University of Maryland SGA President A.J. Pruitt released a statement Wednesday saying the homicide of Richard Collins III on the campus represents a university-wide failure to adequately address hate bias incidents.
“Over the past two years, we have allowed incidents of hate and bias to fester within our community,” he wrote in the statement, which the Student Government Association posted on Twitter. “We have failed our mission as an institution of higher education.”
In his statement, Pruitt promised to submit a bill to the SGA during the first meeting of the fall semester requiring all presidents and treasurers of student organizations seeking SGA funding to undergo diversity training, a measure he called “long overdue.”
ProtectUMD, a coalition of 25 student groups at this university, requested mandatory diversity training for all SGA-recognized and Greek life organizations in November and in its May protest at the Main Administration Building.
Pruitt said he intends to mandate that the training be in place by either spring or fall 2018, adding that he hopes to see it expand gradually to all SGA-recognized groups and possibly to all students at this university.
The statement also called for a joint University Senate task force with university President Wallace Loh to address issues regarding diversity, inclusion and student safety on the campus. Pruitt asked that the task force include a student chair or co-chair and for students to make up the majority of the body.

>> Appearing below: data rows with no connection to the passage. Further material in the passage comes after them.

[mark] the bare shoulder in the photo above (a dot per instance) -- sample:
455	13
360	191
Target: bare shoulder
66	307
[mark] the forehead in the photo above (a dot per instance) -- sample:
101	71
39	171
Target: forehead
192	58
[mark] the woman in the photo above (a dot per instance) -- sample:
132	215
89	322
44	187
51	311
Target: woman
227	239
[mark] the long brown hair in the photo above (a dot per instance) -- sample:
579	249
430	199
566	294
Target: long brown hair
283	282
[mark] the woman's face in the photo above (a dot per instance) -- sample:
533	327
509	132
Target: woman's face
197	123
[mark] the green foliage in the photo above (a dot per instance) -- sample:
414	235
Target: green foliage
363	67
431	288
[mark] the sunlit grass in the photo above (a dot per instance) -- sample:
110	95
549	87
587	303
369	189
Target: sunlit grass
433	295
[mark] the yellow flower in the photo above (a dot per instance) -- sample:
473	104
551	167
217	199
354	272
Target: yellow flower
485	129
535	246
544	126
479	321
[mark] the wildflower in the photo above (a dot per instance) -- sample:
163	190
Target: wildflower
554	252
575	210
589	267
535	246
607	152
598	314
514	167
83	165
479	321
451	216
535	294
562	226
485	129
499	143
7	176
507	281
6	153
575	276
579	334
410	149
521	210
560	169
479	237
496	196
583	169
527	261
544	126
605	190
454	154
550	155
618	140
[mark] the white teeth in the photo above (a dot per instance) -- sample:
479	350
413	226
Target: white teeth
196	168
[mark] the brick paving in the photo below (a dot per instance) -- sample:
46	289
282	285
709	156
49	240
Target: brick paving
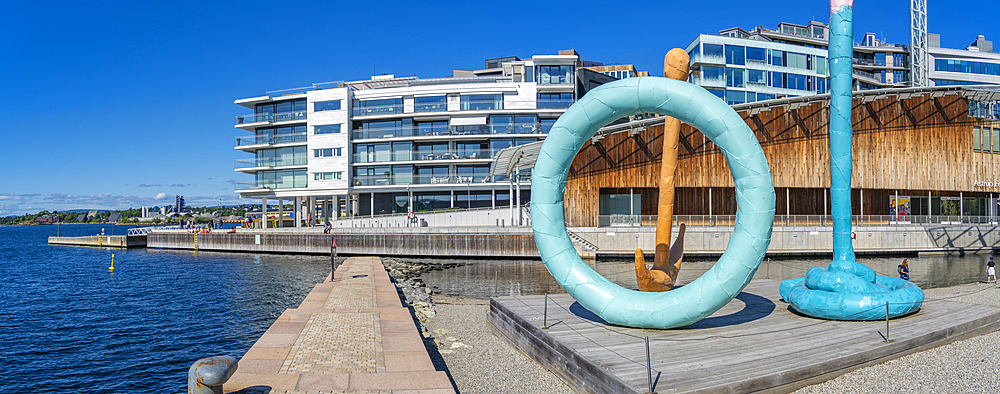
350	335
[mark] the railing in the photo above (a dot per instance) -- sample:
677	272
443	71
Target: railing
282	162
276	184
451	130
554	103
271	118
378	110
271	139
460	154
434	107
407	179
800	220
710	82
710	59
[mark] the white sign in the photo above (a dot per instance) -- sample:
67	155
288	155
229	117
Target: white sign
993	184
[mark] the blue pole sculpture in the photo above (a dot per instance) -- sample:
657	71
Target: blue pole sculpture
754	195
846	290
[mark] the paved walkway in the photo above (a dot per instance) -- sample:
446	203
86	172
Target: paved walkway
350	335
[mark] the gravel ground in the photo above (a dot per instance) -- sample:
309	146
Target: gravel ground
479	361
968	366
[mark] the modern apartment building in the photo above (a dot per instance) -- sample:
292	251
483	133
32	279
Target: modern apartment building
764	63
404	144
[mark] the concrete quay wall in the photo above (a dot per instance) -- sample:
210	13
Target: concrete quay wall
516	243
807	239
110	241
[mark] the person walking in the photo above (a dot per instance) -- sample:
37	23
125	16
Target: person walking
904	270
991	271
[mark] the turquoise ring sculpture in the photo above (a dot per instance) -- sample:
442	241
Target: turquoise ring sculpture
846	290
754	193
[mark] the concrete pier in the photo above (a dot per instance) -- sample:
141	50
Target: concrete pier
351	334
102	241
752	344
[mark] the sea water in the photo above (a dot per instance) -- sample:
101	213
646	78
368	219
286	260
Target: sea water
68	324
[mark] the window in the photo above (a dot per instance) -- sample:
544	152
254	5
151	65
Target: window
326	129
735	55
430	104
328	152
332	105
734	97
796	60
968	67
378	107
554	100
555	74
481	102
713	52
758	55
798	82
777	57
776	79
996	140
734	77
976	142
327	176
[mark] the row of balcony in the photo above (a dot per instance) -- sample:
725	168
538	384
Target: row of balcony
460	154
383	180
271	139
409	179
270	118
271	162
472	105
527	128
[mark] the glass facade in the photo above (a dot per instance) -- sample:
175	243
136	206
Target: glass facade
331	105
430	104
554	75
482	102
326	129
968	67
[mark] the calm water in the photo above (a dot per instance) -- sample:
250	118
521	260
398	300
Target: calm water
515	277
69	325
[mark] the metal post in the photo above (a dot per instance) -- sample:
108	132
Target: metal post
545	313
887	321
333	257
649	368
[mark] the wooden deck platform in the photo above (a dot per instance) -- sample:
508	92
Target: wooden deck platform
753	344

Loh announced the creation of a similar task force, which will review university procedures on hate bias incidents and campus safety, in a statement to the campus community Wednesday night. Pruitt said he looks forward to working with Loh to ensure this task force meets campus needs.
“I’m glad there’s finally some action,” Pruitt said. “It’s too bad that this didn’t happen sooner … I’ve said I’m willing to work with him and members of the administration, but also work with our student leaders across campus to prevent another incident like this to occur and make sure we’re protecting our students who need it most.”
Pruitt also announced plans to submit a proposal to the SGA’s Police Advisory Review Council requesting that University Police classify suspected hate crimes as active threats and immediately notify the campus of these incidents via UMD Alerts.
Pruitt cited an April incident, which is being investigated as a hate bias incident, where a noose was found in this university’s Phi Kappa Tau fraternity chapter house. University Police did not notify the campus about the incident until nearly one week later.
The SGA’s statement comes four days after Collins, a black Bowie State University student, was stabbed to death on this university’s campus. White University of Maryland student Sean Urbanski has been charged with first- and second-degree murder and first-degree assault in connection with the incident. University Police are working with the FBI and Prince George’s County Police to determine whether it was a hate crime.
“Purposefully, we did not release a statement right away, because we really wanted there to be some details in it, and there to be some proposed actions,” Pruitt said.
Ja’Nya Banks, SGA’s diversity and inclusion director, said collaboration between the student body and the SGA is important now more than ever.
“Especially at this time, it’s important that we, as a SGA, are working to be really a voice for the student body and working alongside the actions that student leaders have already taken,” said Banks, a senior special education major.